When present in compounds, lutetium exists usually in the trivalent state ,Lu3+. Most of its salts are colorless.

Uses of Lutetium

Lutetium oxide is used to make catalysts for cracking hydrocarbons in the petrochemical industry.

177Lu is used in cancer therapy and because of its long half-life, 176Lu is used to date the age of meteorites.

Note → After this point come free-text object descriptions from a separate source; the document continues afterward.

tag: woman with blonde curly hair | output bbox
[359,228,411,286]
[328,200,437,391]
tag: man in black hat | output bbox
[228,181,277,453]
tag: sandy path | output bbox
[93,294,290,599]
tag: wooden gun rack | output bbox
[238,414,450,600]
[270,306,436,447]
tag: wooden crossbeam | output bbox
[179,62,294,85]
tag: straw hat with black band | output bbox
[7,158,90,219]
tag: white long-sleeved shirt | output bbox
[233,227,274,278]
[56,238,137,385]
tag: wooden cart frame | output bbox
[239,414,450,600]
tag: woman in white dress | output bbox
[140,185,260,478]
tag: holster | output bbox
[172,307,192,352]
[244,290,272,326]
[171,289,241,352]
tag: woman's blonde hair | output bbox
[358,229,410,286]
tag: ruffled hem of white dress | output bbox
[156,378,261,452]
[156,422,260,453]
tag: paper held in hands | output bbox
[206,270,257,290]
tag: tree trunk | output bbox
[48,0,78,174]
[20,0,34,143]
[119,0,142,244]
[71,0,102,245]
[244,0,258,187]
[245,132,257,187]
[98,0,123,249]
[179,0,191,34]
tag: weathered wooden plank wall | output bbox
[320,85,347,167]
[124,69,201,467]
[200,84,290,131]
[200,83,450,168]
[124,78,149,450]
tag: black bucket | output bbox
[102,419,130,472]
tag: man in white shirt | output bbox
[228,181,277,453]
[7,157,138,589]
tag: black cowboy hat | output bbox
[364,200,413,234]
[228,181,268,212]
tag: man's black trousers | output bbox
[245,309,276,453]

Lutetium oxyorthosilicate (LSO) is currently used in detectors in positron emission tomography (PET). This is a noninvasive medical scan that creates a three-dimensional image of the body’s cellular activity.

Abundance and Isotopes

Abundance earth’s crust: 0.6 parts per million by weight, 70 parts per billion by moles

Abundance solar system: 1 part per billion by weight, 10 parts per trillion by moles

Cost, pure: $340 per g

Cost, bulk: $ per 100g

Source: Lutetium is not found free in nature but is found in a number of minerals, mainly monazite. Historically, isolation of the rare earth elements from each other has been difficult and expensive because their chemical properties are so similar. Ion exchange and solvent extraction techniques developed since the 1940′s have lowered the cost of production. Pure lutetium metal is produced by the reduction of the anhydrous fluoride with calcium metal.

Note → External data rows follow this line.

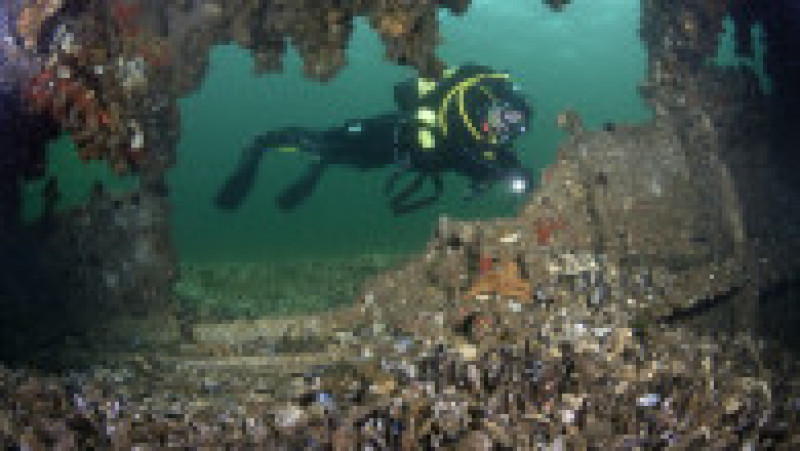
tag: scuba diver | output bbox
[215,63,534,215]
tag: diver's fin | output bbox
[276,160,327,211]
[214,142,266,210]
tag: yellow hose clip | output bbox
[417,78,437,97]
[415,107,438,126]
[417,128,436,149]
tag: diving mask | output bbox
[482,101,528,144]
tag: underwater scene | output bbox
[1,0,800,448]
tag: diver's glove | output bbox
[215,128,323,211]
[461,167,532,201]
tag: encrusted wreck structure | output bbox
[1,0,474,355]
[1,0,799,447]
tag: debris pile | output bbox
[1,181,798,446]
[3,89,798,445]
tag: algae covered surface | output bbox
[175,254,407,320]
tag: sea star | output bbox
[466,260,531,301]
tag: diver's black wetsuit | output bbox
[216,64,532,215]
[215,113,407,211]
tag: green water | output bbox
[21,135,138,221]
[23,0,654,263]
[712,15,772,93]
[170,0,652,262]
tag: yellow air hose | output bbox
[438,73,509,141]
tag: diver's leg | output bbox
[214,137,270,210]
[253,127,325,157]
[319,114,403,167]
[276,160,328,211]
[215,127,323,210]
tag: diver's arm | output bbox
[462,146,532,199]
[276,160,327,211]
[389,172,444,215]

Isotopes: Lutetium has 35 isotopes whose half-lives are known, with mass numbers 150 to 184. Naturally occurring lutetium is a mixture of two isotopes 175Lu and 176Lu with natural abundances of 97.4% and 2.6% respectively.

References

1. Mary Elvira Weeks, The Discovery of the Elements XVI., Journal of Chemical Education., October 1932, p1769.
2. Robert E. Krebs, The history and use of our earth’s chemical elements: a reference guide., JGreenwood Publishing Group, 2006, p302.
3. John Emsley, Nature’s building blocks: an A-Z guide to the elements., Oxford University Press, 2003, p241.
4. KITCO, Rare Earth Processing.
5. University of New Hampshire Alumni Association, The Life and Work of Charles James.